Lots of splattering and flicking of painbrushes, along with a few dabs of masking fluid on this 52x35cm painting.
I have shown versions of this before and here is the latest manifestation following more changes. This time I thought that the figure on the left needed improvement and I made it in the likeness of Duncan Ferguson a key player for Everton which is represented by the blue. This counters the right side with the Liverpool hero Steven – so establishing some symmetry and evening up the accolades for this football obsessed city.
I admit that not a great deal has changed since the last time but with my daughter up from London for a few days I didnt get much painting done and this was all I could fit in – so take a slice of Liverpool.

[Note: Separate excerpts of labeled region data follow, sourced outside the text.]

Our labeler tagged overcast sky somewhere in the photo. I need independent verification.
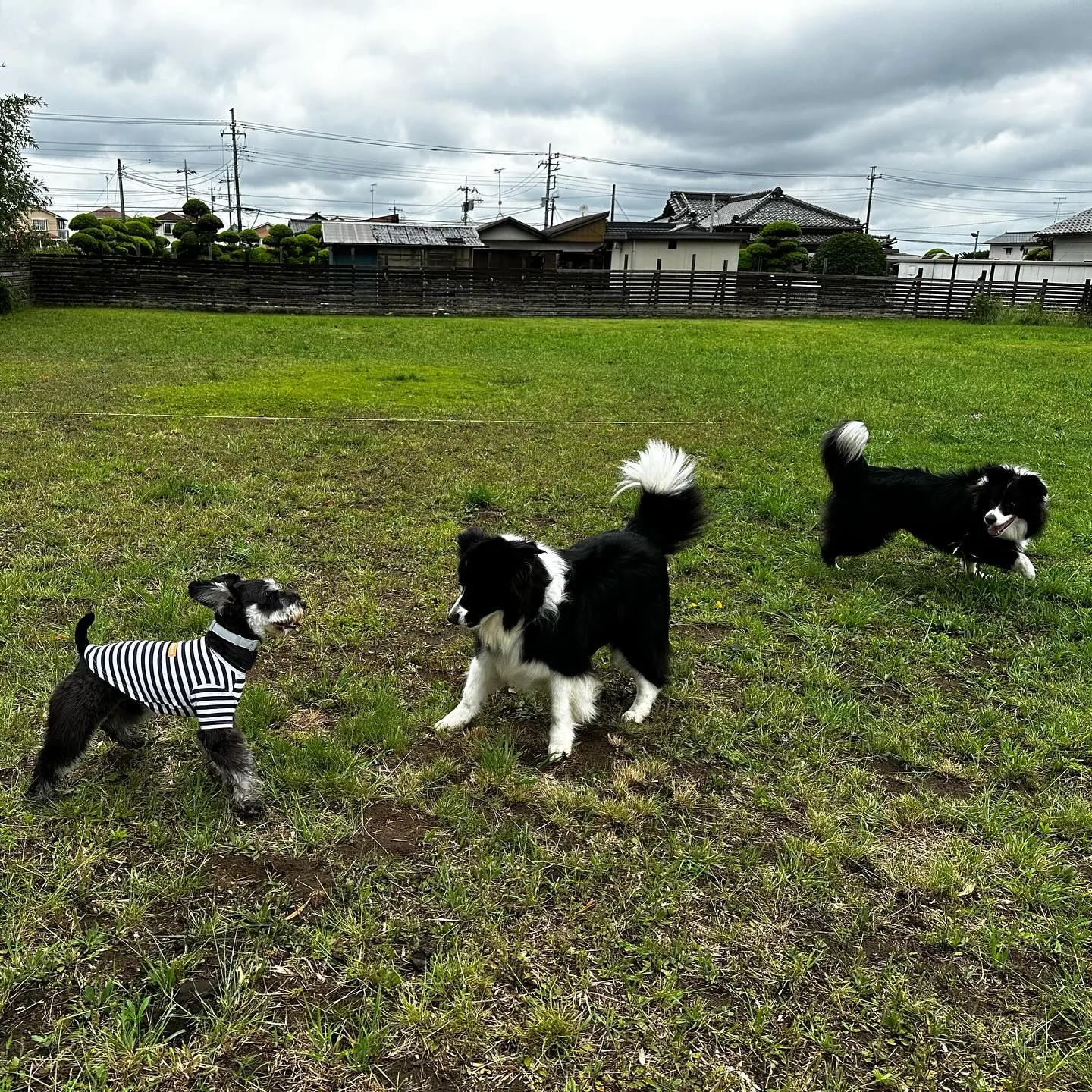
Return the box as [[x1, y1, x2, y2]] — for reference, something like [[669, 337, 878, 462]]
[[0, 0, 1092, 253]]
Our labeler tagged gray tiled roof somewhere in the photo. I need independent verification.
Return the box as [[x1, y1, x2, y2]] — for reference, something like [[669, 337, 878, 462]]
[[1043, 209, 1092, 235], [603, 219, 748, 240], [664, 186, 861, 231], [984, 231, 1037, 246]]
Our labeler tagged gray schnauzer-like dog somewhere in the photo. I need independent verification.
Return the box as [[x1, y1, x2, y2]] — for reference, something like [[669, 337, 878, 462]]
[[27, 573, 307, 819]]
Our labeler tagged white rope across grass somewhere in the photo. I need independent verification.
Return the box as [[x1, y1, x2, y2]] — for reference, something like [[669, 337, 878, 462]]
[[5, 410, 708, 427]]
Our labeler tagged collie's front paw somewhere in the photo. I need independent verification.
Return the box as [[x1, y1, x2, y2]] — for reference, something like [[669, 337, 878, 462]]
[[1012, 554, 1035, 580], [432, 705, 474, 732], [546, 727, 576, 762]]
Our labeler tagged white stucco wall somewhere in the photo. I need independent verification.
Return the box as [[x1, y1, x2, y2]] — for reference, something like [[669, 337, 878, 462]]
[[610, 236, 739, 273], [1054, 235, 1092, 262], [899, 259, 1092, 284]]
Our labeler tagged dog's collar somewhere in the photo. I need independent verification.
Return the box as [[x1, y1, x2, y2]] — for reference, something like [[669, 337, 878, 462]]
[[209, 621, 262, 652]]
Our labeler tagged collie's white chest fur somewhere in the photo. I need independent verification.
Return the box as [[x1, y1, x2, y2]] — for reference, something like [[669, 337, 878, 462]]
[[479, 610, 554, 690]]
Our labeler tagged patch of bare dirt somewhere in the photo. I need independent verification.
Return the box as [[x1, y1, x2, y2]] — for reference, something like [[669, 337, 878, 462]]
[[0, 982, 61, 1057], [373, 1058, 462, 1092], [209, 853, 334, 899], [340, 801, 436, 857], [867, 758, 975, 799]]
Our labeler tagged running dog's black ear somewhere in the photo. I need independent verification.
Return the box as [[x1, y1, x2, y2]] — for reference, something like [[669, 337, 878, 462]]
[[187, 573, 243, 611], [504, 543, 549, 629], [455, 528, 489, 557]]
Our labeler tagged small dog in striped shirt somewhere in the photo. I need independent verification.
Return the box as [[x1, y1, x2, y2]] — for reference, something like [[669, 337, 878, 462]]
[[27, 573, 307, 819]]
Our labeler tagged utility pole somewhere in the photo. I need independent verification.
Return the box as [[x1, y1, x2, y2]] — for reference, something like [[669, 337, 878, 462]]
[[228, 106, 243, 231], [174, 159, 196, 201], [459, 174, 477, 224], [864, 167, 883, 235], [221, 171, 235, 228], [538, 144, 561, 228]]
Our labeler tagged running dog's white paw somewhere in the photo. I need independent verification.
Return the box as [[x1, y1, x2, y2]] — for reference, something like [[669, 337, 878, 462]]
[[432, 705, 474, 732]]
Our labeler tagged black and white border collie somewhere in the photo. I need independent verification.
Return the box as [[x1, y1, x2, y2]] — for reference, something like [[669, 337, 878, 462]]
[[436, 440, 705, 760], [820, 420, 1047, 580]]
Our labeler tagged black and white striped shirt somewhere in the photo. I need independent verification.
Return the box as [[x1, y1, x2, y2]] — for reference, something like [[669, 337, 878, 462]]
[[84, 637, 246, 730]]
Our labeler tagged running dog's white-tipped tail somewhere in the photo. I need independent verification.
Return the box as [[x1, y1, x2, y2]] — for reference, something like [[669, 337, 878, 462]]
[[834, 420, 868, 463], [611, 440, 693, 500]]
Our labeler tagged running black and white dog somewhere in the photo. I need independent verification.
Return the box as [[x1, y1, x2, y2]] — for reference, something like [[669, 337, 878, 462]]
[[436, 440, 705, 760], [27, 573, 307, 818], [820, 420, 1047, 580]]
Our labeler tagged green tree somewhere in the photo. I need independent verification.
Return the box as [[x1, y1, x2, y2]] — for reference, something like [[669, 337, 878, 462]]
[[0, 95, 49, 248], [171, 198, 224, 262], [739, 219, 808, 273], [69, 212, 167, 258], [811, 231, 888, 276]]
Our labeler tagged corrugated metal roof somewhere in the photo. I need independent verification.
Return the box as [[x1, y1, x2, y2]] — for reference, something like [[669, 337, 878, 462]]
[[1043, 209, 1092, 235], [322, 219, 485, 246], [322, 219, 375, 246], [372, 224, 484, 246]]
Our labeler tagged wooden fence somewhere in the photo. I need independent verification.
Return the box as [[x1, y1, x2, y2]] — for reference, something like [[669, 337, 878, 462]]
[[0, 255, 30, 298], [14, 258, 1092, 318]]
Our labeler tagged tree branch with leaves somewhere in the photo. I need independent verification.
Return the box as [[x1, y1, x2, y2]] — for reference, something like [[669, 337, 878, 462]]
[[0, 95, 49, 250]]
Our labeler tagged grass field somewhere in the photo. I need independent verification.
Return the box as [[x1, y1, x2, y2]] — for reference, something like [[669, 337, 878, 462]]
[[0, 310, 1092, 1092]]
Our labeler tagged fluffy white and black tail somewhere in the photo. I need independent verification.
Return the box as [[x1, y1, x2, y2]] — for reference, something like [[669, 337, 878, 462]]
[[615, 440, 707, 554], [819, 420, 868, 489], [75, 610, 95, 656]]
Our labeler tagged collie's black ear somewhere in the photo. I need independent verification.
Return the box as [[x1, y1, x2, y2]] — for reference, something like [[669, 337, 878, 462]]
[[187, 573, 243, 611], [504, 543, 549, 629], [455, 528, 489, 557]]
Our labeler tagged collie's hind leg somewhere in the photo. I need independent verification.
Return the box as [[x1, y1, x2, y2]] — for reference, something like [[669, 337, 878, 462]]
[[547, 675, 600, 762], [27, 664, 118, 802], [100, 697, 149, 749], [613, 642, 667, 724], [435, 653, 500, 732]]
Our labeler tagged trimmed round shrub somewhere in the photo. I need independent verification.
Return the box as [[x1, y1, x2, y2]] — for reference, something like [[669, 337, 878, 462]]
[[811, 231, 888, 276], [69, 231, 102, 255], [124, 219, 155, 239]]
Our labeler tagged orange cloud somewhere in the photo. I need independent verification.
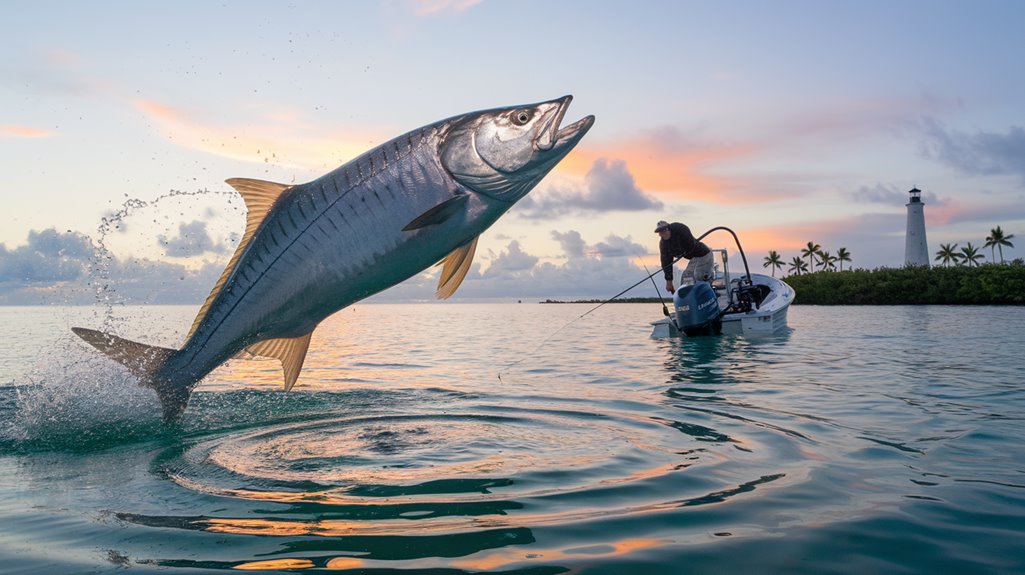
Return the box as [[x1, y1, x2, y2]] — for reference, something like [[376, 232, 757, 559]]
[[0, 124, 53, 137], [560, 128, 769, 204], [134, 99, 385, 171]]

It’s a while since I last had the pastels out and I wanted to do some paintings of the Sefton Beach, so I thought that they might be just right for the marram grasses.
This is the view where the River Alt empties into the Mersey Estuary and in the distance the Wirral, across the estuary. On a good day you can see the Welsh hills. Just around the near headland is Gormley’s, Another Place, which has the figures looking out into the blue of the distance.
I have been struggling of late, painting. In the last couple of weeks I have abandoned three paintings. One I have restarted and the other two await the gods of inspiration to call – they appear to have a number of house calls.
In situations like this I like to take a break and mess around, hence the sketch above of the shady alleyways of Villefranche Sur Mer on the Mediterranean. I loved the yellow building, the shadows and the washing and painted it in an hour and a half – trying to focus on simplicity, as if I was on the spot. It was good therapy.
Another one was a painting I had posted before of the Strand near the waterfront in Liverpool. I found it in a pile of paintings and thought that it could do with some tweaking. So here it is duly tweaked.
I liked the unsubtle juxtaposing of the warm and cool colours and the buildings disappearing into the hazy sunlight and carbon monoxide.
The Saturday before last I got out on my bike and took some pictures in the bright morning light. This is of Sefton church which is in a hamlet at the north end of Liverpool. Sefton is also the name of an administrative area, within Liverpool, which stretches from Bootle to Southport, where I live.
I have painted this church before and submitted it to a local exhibition, which at that time was in Bootle town hall. The painting below sold and later, I got a phone call from the office of the Mayor of Sefton asking if I had another painting of the church. Though they apparently didnt like the other paintings I had, as they never bothered to get back to me.
I have resisted taking my paints with me on my recent trips, but as I was out on this day, I came across a painter at his easel. He clearly didnt want any interaction as he turned away from me as I approached. I didnt even get to see what he was painting. For me though, for a while, I will use my camera.